When Karmakar and her coach Bishweshwar Nandi embarked on their dream, they had no funding, no equipment and no guidance. All they had was a determination to succeed and a brainwave to build makeshift apparatus from a pile of crash mats and discarded parts of a second-hand scooter.
"Up until three months ago I was using out-of-date equipment. Even now we still do not have the Olympic standard balance beam and uneven bars in India," explained Karmakar, who was one of only two competitors in Rio to attempt the high-risk Produnova vault.
Just how oblivious Indians are about gymnastics was clear on Sunday when a throng of reporters bombarded Karmakar with questions such as:
"Couldn't you have done the landing better?"
"Is this your highest mark?"
"Someone even asked me'why didn't you do the Produnova twice? If you did it twice, you would have got the medal!'" Karmakar, who got a career-best of 15.266 for the vault, said rolling her eyes.
"That's when I realised how ignorant some people still are about gymnastics. I had to explain to them that the rules state I have to perform two completely different vaults, one going forward and one going backwards."
The Produnova - consisting of a front handspring and two front somersaults - is so difficult that even its inventor, Elena Produnova, landed it standing up just once in her career.
All her subsequent attempts resembled Karmakar's effort, with Produnova's bottom touching the mat before she bounced back onto her feet.
In Rio, Uzbekistan's Oksana Chusovitina also tried out the skill known as the "vault of death" but ended up doing a forward roll on the crash mat to finish seventh.
"The one thing I do know is that everyone now knows the Produnova vault. I have probably made it more famous than Elena Produnova ever did!" Karmakar said with a laugh.

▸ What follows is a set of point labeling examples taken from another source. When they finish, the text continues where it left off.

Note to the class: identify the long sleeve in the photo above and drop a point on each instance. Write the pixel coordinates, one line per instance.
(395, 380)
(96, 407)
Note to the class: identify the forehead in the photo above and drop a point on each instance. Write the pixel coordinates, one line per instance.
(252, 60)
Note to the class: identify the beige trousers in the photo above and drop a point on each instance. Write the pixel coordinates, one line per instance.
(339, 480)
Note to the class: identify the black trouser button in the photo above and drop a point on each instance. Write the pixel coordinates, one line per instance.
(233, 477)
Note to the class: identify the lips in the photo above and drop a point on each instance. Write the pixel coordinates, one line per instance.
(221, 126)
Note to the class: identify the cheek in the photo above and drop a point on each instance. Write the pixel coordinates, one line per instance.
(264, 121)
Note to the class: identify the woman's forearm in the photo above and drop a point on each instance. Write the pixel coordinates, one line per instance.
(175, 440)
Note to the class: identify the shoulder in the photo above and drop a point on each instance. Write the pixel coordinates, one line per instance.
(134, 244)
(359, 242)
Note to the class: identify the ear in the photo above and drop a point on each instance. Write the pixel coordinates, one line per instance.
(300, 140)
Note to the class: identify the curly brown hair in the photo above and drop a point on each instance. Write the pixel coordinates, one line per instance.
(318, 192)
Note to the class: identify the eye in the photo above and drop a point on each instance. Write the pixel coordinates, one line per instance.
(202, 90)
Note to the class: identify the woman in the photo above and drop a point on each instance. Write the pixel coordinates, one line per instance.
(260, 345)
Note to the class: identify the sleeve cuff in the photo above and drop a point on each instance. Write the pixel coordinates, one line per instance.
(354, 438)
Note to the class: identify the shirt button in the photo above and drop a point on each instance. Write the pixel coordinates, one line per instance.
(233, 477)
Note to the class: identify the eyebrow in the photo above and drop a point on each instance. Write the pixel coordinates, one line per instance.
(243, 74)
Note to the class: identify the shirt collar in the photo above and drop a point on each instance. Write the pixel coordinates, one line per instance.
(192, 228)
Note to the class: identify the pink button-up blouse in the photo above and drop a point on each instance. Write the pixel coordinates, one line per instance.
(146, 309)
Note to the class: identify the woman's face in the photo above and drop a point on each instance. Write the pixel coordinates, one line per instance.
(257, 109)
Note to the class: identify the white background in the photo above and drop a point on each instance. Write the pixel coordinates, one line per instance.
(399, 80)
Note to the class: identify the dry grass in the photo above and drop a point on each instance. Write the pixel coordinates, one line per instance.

"I have yet to reach my target with the Produnova as I am determined to stand up straight on my feet from this vault."
While working towards that goal cannot begin until she is back in India, she wanted to make sure she left Rio without a bitter taste in her mouth.
"I had ice cream two days after the final and two large strawberry smoothies. It was the first time in three months I've had any desert. But I had a little too much and now I have a bad throat," she said as she broke down in laughter.
"I am not in any rush to get back to India because I am going back empty handed. I am kind of dreading it," she said.
"But on the flip side I am thinking, if I won a medal at my first Olympics, I would have lost the drive to improve even more."